We helped negotiate the 2030 Agenda for Sustainable Development, including those reporting mechanisms agreed to date. Our aid investments in women’s empowerment, food security, health, education, water and sanitation, aid for trade, governance and climate change all advance the Agenda.
We provided $222 million to the World Bank Group (WBG)’s International Development Association. This helped the WBG provide financial services to 3.66 million individuals and enterprises, as well as access to an improved water source for 15.6 million people and sanitation facilities for 10 million people. We provided $185.8 million in co-financing to the WBG’s private and public sector projects.
Our $124.9 million core contribution to the Asian Development Bank (ADB) Asian Development Fund helped provide better access to finance for over 2.8 million people and education facilities for over six million students in 2015. We also provided approximately $59.7 million to co-finance ADB infrastructure, health, education and other projects.
Together with Treasury, the department secured Australia’s formal membership of the new Asian Infrastructure Investment Bank (AIIB), which will finance infrastructure investments in the region and boost economic growth, employment and trade. We ensured establishment of sound AIIB governance arrangements and operational policies and, alongside the Treasury, supported the legislative and other processes to finalise domestic arrangements for Australia’s membership.

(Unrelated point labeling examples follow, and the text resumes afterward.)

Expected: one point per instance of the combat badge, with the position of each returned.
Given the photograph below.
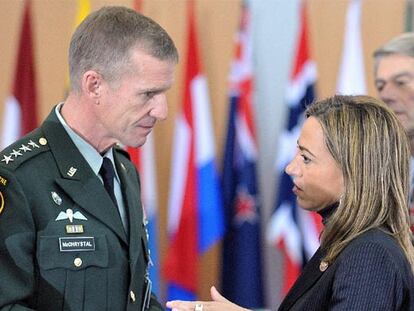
(3, 181)
(1, 202)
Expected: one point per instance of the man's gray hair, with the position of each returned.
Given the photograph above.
(402, 44)
(103, 42)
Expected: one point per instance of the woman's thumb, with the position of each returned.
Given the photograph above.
(216, 296)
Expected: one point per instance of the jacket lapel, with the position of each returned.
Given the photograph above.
(310, 274)
(77, 178)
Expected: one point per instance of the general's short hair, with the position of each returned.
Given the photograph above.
(103, 41)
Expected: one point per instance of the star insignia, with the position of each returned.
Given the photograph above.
(7, 159)
(15, 153)
(33, 144)
(25, 148)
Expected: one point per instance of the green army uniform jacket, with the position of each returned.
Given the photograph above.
(62, 242)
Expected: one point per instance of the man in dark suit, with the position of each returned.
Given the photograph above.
(72, 229)
(394, 81)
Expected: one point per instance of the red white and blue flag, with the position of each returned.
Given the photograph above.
(291, 228)
(144, 160)
(241, 271)
(195, 220)
(20, 112)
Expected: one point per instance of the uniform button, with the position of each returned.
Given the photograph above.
(132, 295)
(77, 262)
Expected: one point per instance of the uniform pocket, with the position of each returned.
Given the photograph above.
(71, 265)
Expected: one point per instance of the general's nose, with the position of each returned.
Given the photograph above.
(292, 169)
(160, 108)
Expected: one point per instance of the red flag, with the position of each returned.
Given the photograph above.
(195, 216)
(20, 115)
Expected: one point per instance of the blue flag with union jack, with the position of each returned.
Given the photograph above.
(242, 275)
(294, 230)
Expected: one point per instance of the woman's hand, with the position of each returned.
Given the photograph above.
(218, 303)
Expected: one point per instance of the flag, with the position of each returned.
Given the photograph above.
(20, 113)
(241, 270)
(84, 8)
(195, 212)
(144, 161)
(294, 230)
(351, 77)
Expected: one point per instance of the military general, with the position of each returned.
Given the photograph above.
(72, 229)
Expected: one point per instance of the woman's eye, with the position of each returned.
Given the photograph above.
(305, 159)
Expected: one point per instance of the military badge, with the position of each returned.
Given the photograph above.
(1, 202)
(70, 215)
(3, 181)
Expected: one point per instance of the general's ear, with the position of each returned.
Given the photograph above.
(91, 84)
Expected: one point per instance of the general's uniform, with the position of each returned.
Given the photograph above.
(62, 242)
(371, 273)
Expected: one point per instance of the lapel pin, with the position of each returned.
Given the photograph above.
(323, 266)
(43, 141)
(56, 198)
(71, 171)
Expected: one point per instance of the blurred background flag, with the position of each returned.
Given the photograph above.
(241, 270)
(20, 111)
(144, 160)
(84, 8)
(294, 230)
(351, 76)
(195, 220)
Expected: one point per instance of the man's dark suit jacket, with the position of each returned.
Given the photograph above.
(48, 263)
(371, 273)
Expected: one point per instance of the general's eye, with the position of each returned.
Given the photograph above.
(401, 82)
(149, 95)
(379, 86)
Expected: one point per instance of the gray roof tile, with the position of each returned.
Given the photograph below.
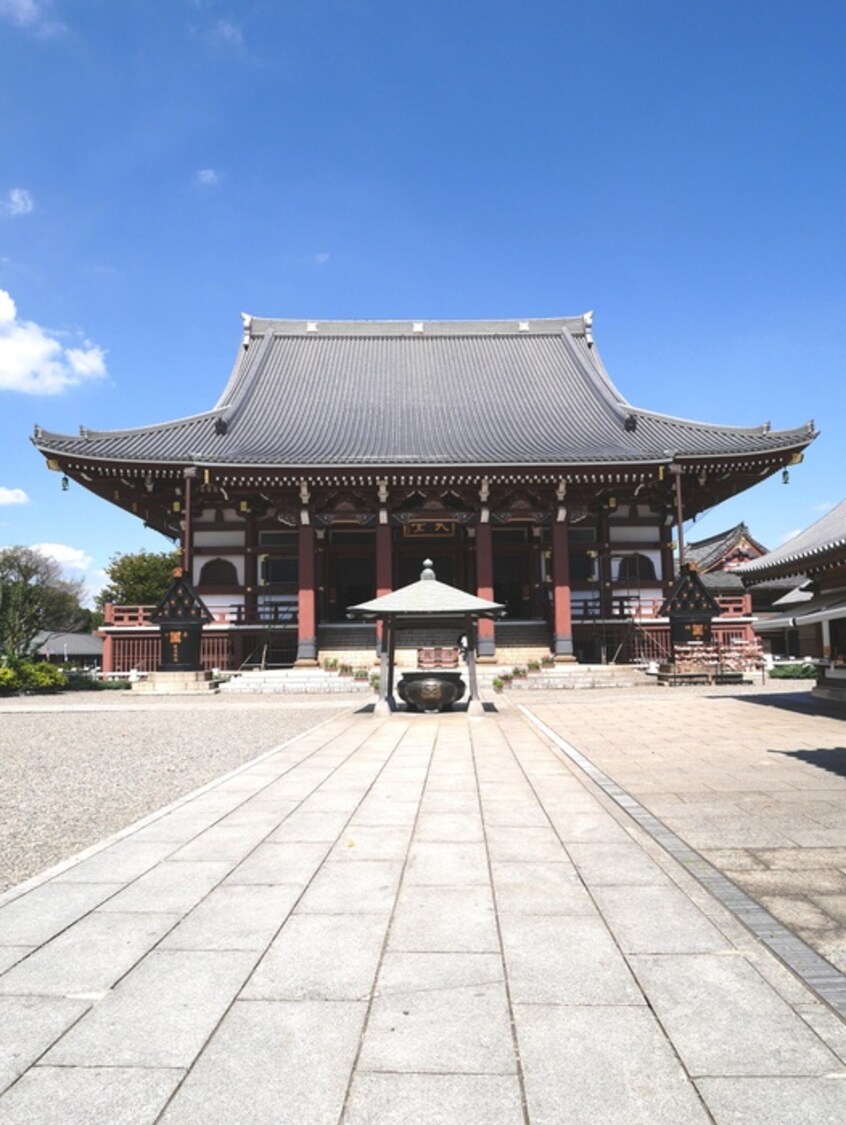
(825, 537)
(452, 394)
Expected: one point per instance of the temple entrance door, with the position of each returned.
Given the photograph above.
(350, 572)
(512, 586)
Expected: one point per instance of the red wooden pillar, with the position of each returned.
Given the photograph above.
(667, 561)
(384, 570)
(604, 566)
(108, 653)
(306, 614)
(561, 605)
(486, 640)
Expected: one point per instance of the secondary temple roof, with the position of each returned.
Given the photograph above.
(824, 540)
(394, 394)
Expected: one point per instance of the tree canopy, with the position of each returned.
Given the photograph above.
(34, 597)
(138, 578)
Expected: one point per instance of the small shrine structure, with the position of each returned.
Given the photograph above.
(818, 613)
(417, 608)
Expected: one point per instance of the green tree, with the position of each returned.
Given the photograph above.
(140, 578)
(34, 596)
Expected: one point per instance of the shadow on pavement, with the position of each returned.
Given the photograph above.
(831, 758)
(801, 702)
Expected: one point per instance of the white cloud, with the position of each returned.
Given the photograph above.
(18, 201)
(12, 496)
(227, 34)
(34, 361)
(69, 558)
(32, 15)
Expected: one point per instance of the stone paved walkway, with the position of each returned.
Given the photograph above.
(420, 919)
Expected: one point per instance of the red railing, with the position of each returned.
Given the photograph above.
(646, 609)
(134, 617)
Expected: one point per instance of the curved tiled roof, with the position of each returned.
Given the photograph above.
(709, 552)
(316, 394)
(824, 538)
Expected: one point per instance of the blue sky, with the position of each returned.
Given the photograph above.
(677, 167)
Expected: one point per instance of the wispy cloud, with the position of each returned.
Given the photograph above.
(17, 201)
(35, 361)
(12, 496)
(227, 34)
(35, 16)
(223, 35)
(306, 261)
(69, 558)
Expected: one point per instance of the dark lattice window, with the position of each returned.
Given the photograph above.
(638, 567)
(218, 573)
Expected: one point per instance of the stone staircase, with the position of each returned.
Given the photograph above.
(570, 676)
(561, 676)
(295, 681)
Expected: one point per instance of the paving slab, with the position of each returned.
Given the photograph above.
(160, 1015)
(628, 1076)
(434, 1099)
(272, 1062)
(89, 1096)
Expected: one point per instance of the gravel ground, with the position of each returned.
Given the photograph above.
(75, 768)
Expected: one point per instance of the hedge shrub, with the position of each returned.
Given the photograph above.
(793, 672)
(24, 676)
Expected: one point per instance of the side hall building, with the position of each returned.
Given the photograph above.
(341, 455)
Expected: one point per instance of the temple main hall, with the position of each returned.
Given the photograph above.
(342, 453)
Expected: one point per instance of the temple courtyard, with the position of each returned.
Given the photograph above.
(610, 906)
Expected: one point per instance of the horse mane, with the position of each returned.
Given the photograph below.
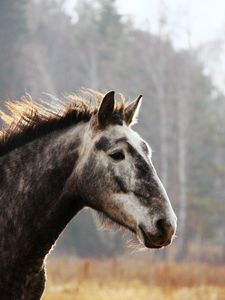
(26, 120)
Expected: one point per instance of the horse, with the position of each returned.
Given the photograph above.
(54, 163)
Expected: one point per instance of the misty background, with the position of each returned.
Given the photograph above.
(141, 47)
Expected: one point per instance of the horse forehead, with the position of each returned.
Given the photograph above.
(125, 132)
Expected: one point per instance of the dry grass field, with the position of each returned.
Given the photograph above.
(121, 279)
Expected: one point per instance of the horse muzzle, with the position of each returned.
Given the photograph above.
(162, 236)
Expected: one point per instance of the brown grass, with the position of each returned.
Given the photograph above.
(122, 279)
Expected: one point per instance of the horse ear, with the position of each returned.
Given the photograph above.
(106, 109)
(131, 111)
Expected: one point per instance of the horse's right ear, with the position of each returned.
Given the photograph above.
(106, 109)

Through the Global Fund to Fight AIDS, Tuberculosis and Malaria ($200 million; 2014–16) and Gavi, the vaccine alliance ($250 million; 2016–20), we helped bolster regional health security. For every dollar Australia committed to the Global Fund, the fund invested around $20 in the Indo–Pacific region. Through our investment in these global partnerships, we have enabled them to use their sizeable market share to negotiate better health commodity prices for developing countries (including for vaccines and bed nets)—an outcome no bilateral actor could achieve on their own.
We supported regional economic growth and productivity by increasing access to better education through our $140 million commitment (2015–18) to the Global Partnership for Education.

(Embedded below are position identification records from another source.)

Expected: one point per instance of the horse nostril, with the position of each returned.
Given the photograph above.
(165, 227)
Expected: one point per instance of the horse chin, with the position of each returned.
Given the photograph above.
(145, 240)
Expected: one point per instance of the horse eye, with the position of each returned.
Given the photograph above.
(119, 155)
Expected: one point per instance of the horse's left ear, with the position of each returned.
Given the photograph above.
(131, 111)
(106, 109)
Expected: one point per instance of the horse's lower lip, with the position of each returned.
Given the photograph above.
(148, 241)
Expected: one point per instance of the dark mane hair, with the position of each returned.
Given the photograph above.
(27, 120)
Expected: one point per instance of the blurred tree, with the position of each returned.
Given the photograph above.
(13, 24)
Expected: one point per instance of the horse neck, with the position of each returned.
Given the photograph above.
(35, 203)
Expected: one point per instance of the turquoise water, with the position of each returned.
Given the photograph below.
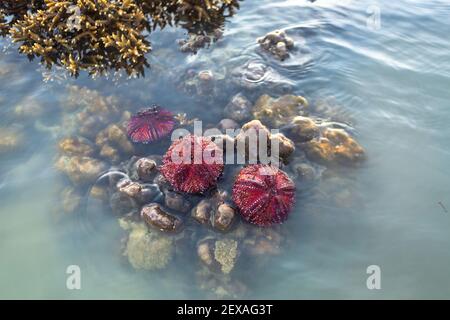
(391, 81)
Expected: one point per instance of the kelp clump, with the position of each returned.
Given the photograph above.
(103, 35)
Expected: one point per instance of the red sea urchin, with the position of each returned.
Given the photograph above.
(264, 194)
(192, 164)
(150, 124)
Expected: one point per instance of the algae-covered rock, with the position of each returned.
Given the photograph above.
(278, 112)
(239, 108)
(76, 146)
(255, 141)
(113, 143)
(225, 253)
(147, 249)
(80, 170)
(70, 200)
(277, 43)
(303, 129)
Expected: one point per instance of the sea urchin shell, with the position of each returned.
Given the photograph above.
(264, 194)
(150, 124)
(192, 164)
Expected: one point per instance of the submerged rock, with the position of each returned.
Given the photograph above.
(11, 140)
(76, 146)
(278, 112)
(227, 124)
(255, 141)
(277, 43)
(225, 253)
(146, 249)
(334, 147)
(303, 129)
(224, 217)
(239, 108)
(28, 108)
(156, 217)
(203, 211)
(176, 201)
(80, 170)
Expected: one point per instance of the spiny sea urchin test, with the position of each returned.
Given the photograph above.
(264, 194)
(192, 164)
(150, 124)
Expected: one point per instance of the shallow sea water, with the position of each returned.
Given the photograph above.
(392, 82)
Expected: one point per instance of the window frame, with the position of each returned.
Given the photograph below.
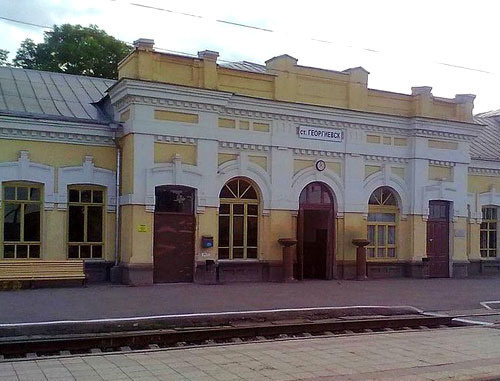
(231, 202)
(383, 208)
(85, 242)
(23, 203)
(487, 231)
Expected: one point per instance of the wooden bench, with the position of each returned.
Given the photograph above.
(41, 270)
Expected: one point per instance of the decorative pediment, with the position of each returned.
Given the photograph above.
(89, 174)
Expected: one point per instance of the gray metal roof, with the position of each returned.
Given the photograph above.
(487, 145)
(32, 93)
(245, 66)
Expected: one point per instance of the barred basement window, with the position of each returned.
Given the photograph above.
(238, 220)
(85, 222)
(488, 232)
(22, 207)
(382, 217)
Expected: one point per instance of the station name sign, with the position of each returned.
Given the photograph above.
(318, 133)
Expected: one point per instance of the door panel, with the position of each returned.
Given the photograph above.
(438, 239)
(173, 248)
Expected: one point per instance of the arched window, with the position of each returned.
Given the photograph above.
(22, 208)
(382, 223)
(488, 232)
(238, 220)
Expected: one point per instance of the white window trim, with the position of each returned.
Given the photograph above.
(25, 170)
(86, 174)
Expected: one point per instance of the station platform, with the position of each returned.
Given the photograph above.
(469, 353)
(108, 301)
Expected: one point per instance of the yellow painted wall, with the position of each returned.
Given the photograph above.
(482, 184)
(474, 243)
(58, 154)
(398, 171)
(278, 224)
(287, 81)
(417, 237)
(335, 167)
(165, 152)
(354, 227)
(299, 164)
(437, 172)
(403, 250)
(136, 247)
(54, 235)
(459, 242)
(371, 169)
(261, 161)
(127, 165)
(224, 157)
(339, 239)
(227, 123)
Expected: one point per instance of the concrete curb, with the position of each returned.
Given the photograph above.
(200, 320)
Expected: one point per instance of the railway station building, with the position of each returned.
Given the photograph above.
(189, 169)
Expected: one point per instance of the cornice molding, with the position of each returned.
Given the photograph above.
(442, 134)
(175, 139)
(51, 136)
(243, 146)
(442, 163)
(285, 113)
(385, 159)
(485, 171)
(308, 152)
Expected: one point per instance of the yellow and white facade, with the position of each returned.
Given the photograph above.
(328, 158)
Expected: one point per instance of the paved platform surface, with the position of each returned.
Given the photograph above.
(112, 301)
(443, 354)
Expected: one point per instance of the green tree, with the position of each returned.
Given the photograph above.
(74, 49)
(4, 55)
(26, 55)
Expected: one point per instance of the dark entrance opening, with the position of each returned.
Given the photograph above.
(438, 237)
(174, 230)
(315, 233)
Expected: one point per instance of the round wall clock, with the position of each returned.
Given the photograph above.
(320, 165)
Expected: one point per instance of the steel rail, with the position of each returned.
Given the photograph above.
(43, 344)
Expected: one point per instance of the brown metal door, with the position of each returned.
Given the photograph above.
(174, 232)
(438, 226)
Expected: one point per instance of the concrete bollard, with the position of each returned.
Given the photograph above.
(360, 257)
(287, 244)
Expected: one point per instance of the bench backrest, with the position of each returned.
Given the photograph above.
(22, 269)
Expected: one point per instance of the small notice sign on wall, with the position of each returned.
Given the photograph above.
(318, 133)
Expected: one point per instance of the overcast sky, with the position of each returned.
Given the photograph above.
(451, 45)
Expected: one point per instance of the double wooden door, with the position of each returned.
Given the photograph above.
(174, 233)
(438, 236)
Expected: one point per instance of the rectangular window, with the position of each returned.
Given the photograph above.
(85, 222)
(21, 220)
(488, 233)
(381, 232)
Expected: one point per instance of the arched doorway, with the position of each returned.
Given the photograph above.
(315, 233)
(174, 230)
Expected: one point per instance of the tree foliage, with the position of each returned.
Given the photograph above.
(74, 49)
(4, 56)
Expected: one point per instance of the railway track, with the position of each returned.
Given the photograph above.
(46, 345)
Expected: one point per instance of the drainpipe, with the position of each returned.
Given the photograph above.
(115, 271)
(117, 213)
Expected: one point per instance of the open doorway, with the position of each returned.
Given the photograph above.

Australia’s Green Climate Fund (GCF) ($200 million; 2014–18) and Global Environment Facility ($93 million; 2014–18) contributions assisted developing countries address climate change. A departmental deputy secretary was elected co-chair of the GCF Board for 2016 and is a leading advocate for the Indo–Pacific region, in particular for Pacific Island countries.
The department partnered with other donors to promote stability and prosperity in our region. For example, the European Union invested in an Australian-managed education program in Laos and we partnered with Germany to improve climate finance in the Pacific. Through the OECD’s Development Assistance Committee (DAC), we contributed to the agreed principles on supporting private sector development through official development assistance, helping to attract additional finance for developing countries and promote aid program innovation. Australia joined a consensus in the DAC to agree to updated rules on what kind of peace and security activities can be counted as official development assistance to improve the transparency and consistency of global reporting.